For 15 months, Farah commuted to D.C. every other week to watch his mother in the kitchen. Eventually, it was time to find a chef. For a decade, Luis Ahuet had cooked in some of New York City’s most intense kitchens (Esca, Eleven Madison Park, Semilla), but after COVID, he’d more or less given up on restaurant jobs. “I finally had time to step back and be like, Man, this is not a good lifestyle,” he says. “It’s not sustainable. I was going to consult — I was really going to try to find my way out of the industry.” But then he saw Farah’s ad. He liked the tone, and he’d always wanted to work with Lebanese food. A few months later, he had the job and was on his way to D.C. to meet Nabila.
“I walk into her kitchen. There’s all these incredibly skilled ladies. And it was fascinating and terrifying at the same time. I felt like I knew nothing when I walked in there,” he says, lighting up. “That felt good because I felt really comfortable with my skills until then. Everything they do —the pies, the recipes, the flavors — I just didn’t know any of that. They’re very, very good at it.” His job was to also become very, very good at it.
It has been a process of culinary forensics. “We just had to follow her around. Let’s say she uses spoons, or ‘cups,’ she calls them, it’s just a container. So we’d go behind her, grab that container, and weigh that” using a kitchen scale, says Ahuet, which he brought from New York because Nabila doesn’t own one. They took videos of the women working in Nabila’s kitchen. They took pictures. They took notes. They leaned on Farah’s palate — he may not be a cook, but he is his mother’s son. It has been a process of meticulously managed trial and error; it is a more technical kind of cooking than anything he’s done before. “Nabila is kind, she is generous, and she is brutally honest,” Ahuet reports. “There’s not a lot of room for error with her, and it’s hard to reconcile making things perfectly when you don’t have recipes and you want to make them like someone who’s been there for 40 years.”
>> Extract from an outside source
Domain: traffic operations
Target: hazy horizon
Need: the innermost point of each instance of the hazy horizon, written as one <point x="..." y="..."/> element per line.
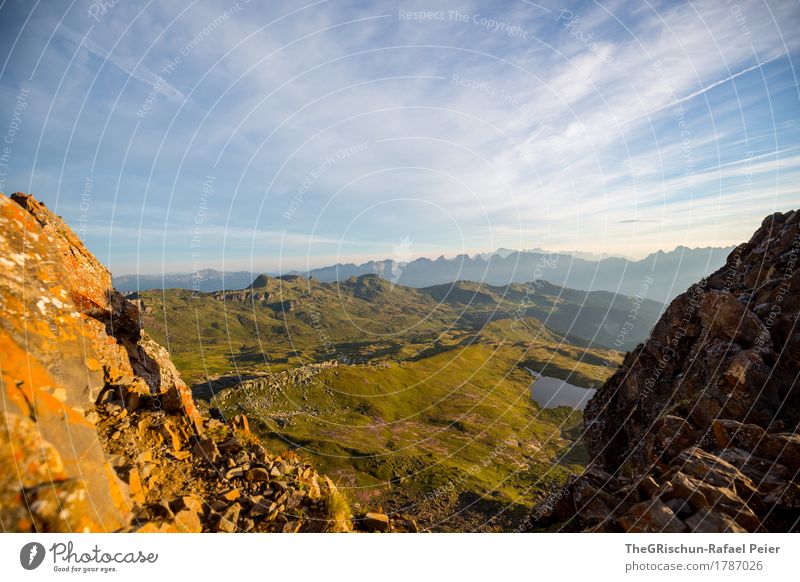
<point x="368" y="258"/>
<point x="234" y="135"/>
In other words, it is not a job for everyone, as Farah was acutely aware. “Nabila is a really strong personality — really vibrant and warm and loving, but just a big personality, and if she doesn’t like you, it’s going to be made known very quickly,” he says. “But they hit it off really well.” Every restaurant is an exercise in chemistry, but never more than here.
“I’m a bit hyper,” says Nabila. “Or how can I say that — energetic? I’m always searching for something to do. Mike is more mellow and smooth and soft. I react quicker than him,” she reflects. “Sometimes it’s good, sometimes it’s bad. Mike holds his feelings more.”
He is methodical, deliberate. “I can be a calming presence,” he says, slowly and thoughtfully. “If I need a certain level of energy, she can provide that.” They are, Nabila says, well-suited business partners: “I always want things right now, and he’s like, ‘Everything will be okay.’
The restaurant has also ushered in a new phase of their relationship. “It’s really fun to see her skill and her intuition happen at the same time,” Farah says. “Growing up, I didn’t really watch her cook. It’s fun to see my mother like that because I never did before.”